Vous voulez prévenir des attentats? Faites advenir la justice sociale

Chaque précieuse vie mérite complète sécurité et attention.

Quelle justice alors pour les 4’000 migrants ayant perdu la leur lorsque les rafiots dans lesquels ils ont pris place ont coulé dans la Méditerranée? Cela sans que grand monde, réellement s’en soucie, ou alors philosophiquement, charitablement, virtuellement, voire, à l’inverse, en regardant d’autant plus de travers ceux qui y ont survécu, durcissant l’asile, avec des foyers toujours également sous-dotés et des politiques discriminatoires plus sévères.

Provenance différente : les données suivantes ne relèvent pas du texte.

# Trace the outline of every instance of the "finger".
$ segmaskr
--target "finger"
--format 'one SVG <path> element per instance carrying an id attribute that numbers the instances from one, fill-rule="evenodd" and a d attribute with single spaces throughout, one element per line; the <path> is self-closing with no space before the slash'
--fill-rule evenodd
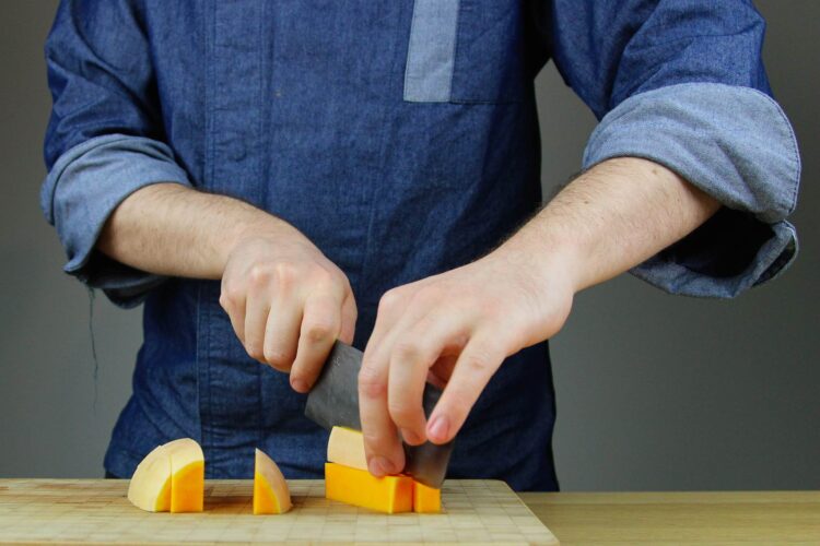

Comment ne pas citer l'exemple de ce camp au sud du Tessin, où se trouvent actuellement des personnes s'étant vues dénier le droit de déposer l'asile en Suisse, étant refoulées en toute illégalité avec confiscation de leurs papiers à la clé, alors que leur famille se trouvait dans la Confédération ou qu'ils souhaitaient traverser notre pays pour en rejoindre un autre.[1] Ne pensez-vous pas que l'on fabrique là des bombes sociales ? Qui en sont les artificiers ?

Il serait bon d’avoir une vision plus large de « la sécurité » que celle consistant à placer en dernier recours des blocs de béton sur la route en laissant entendre que toujours plus de contrôle sera une solution. Cela nous mène à une surenchère qui mène à l'impasse.

 

Nous voilà placés dans une sale alternative

D’un côté ceux qui font commerce de terroriser, et de l’autre… ceux qui font presse de sécuriser, et pour qui le risque zéro tend vers la paranoïa maximale, empilant des mesures démonstratives afin de montrer que... des mesures sont prises. Sauf que ces mesures, visant avant tout à faire toujours plus de la même chose, nourrissent avant tout la peur.

Crever de trouille mais ne pas perdre la face, est-ce vraiment ce que l'on peut attendre de mieux de la part de nos dirigeants?

Quelles sont leurs perspectives à disons, ne serait-ce que deux ans, plutôt que ressasser l'immédiateté et être toujours dans la réaction (avec sempiternellement un temps de retard) ?

   

Pourquoi emprunter le même chemin que la France ?

S’inspirer de la logique sécuritaire française est la meilleure manière d’importer pareillement le mal qu’elle combat d'une main et nourrit de l'autre.

Vous croyez aux attaques irrationnelles, contre tous et sans but, comme dans les dents de la mer ? Serions-nous de ceux qui renonceront à toute baignade en mer, sous prétexte qu'un monstre y est tapi?

Triste réalité, c'est un mélanome du fait d'une exposition prolongée au soleil qui vous emportera... ou l'hélice d'un hors-bord.

La peur est mauvaise conseillère.  

 

Donner toujours plus de champ à la peur ? 

Même les voitures de police qui tournent dans les quartiers 24h/24, en redemander encore ? Doubler, tripler les surfaces de Champ-Dollon, priver de promenade ceux qui y vivent, et de libération conditionnelle ceux qui le peuvent : serrer la vis encore d’un bon cran? Pour sûr, quand les encagés passeront les grilles, ce sera beau  voir… à défaut de lutter contre un mal, cela le renforcera surtout.

 

Méthode Maudet: de la comm' avant toute chose, des fusibles à faire sauter au cas où, et après lui le déluge... 

 

Et surtout : moins de moyens pour les primo-arrivant, pour la médecine et la psychiatrie, plus de cadences infernales, et forçons sur les rivalités et les angoisses en accentuant les inégalités sociales et faisant toujours porter aux plus précaires le poids de la menace.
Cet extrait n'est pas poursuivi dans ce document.